Kraft Heinz, rebuffed in its bid to buy Unilever earlier this year, is struggling to reignite sales in the absence of a deal.
First-quarter revenue dropped to $6.36 billion, the food giant said yesterday. That missed the $6.46 billion average of analysts’ projections.
Earnings also fell short of estimates, suggesting that Kraft Heinz’s much-vaunted cost cutting didn’t do the job in the latest period.
The results crystallize many investor concerns about Kraft Heinz. The company and its backers, private-equity firm 3G Capital and Warren Buffett’s Berkshire Hathaway, have developed a reputation for acquiring companies and squeezing expenses. But they haven’t shown as much of a talent for expanding sales in a sluggish packaged-food industry.
“They need to show that they’re more than just a financial engineer—that they can run a food business in a challenging environment,” said Ken Shea, an analyst at Bloomberg Intelligence. “The jury is still out.”
The shares fell as much as 2.2 percent today. Kraft Heinz, which operates dual headquarters in Pittsburgh and Chicago, had been up 2.1 percent this year through yesterday’s close.
Kraft Heinz sales have now declined in four of the past five quarters, renewing concerns that the company needs to do another deal to keep growing. The maker of Velveeta cheese, Oscar Mayer hot dogs and its namesake ketchup generates about 70 percent of revenue in the U.S.—a market grappling with a broader industry slowdown—and its earnings gains have largely come from slashing thousands of jobs and eliminating other expenses.
But even the deep cuts failed to produce enough profit to satisfy Wall Street in the first quarter. Earnings amounted to 84 cents a share, excluding some items, short of the 85 cents predicted by analysts. Organic revenue, which excludes currency changes, fell 2.7 percent in the period.
The company was created in 2015 when Buffett and 3G orchestrated a merger between a business they already owned, H.J. Heinz, and the publicly held Kraft Foods.
3G’s managers had already improved profit margins at Heinz by squeezing budgets and shuttering factories, and then set about doing the same with the newly combined Kraft Heinz. They’re aiming to wring $1.7 billion in expenses out of the company by 2018.
Kraft Heinz looked as if it had found its next merger target earlier this year when the company bid $143 billion for Unilever. But the European consumer-products maker was cool to the offer amid concerns about a culture clash.
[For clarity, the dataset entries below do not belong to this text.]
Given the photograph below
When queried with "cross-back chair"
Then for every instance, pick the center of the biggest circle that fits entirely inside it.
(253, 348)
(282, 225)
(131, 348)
One issue, particularly in Europe, was whether Unilever’s focus on social consciousness and “brands with purpose” would survive the relentless cost cutting that has become the hallmark of 3G.
With that transaction off the table for now, Kraft Heinz may have to look within, Shea said.
“They need to fix what they have,” he said. “There’s more to running a business than just slashing costs.”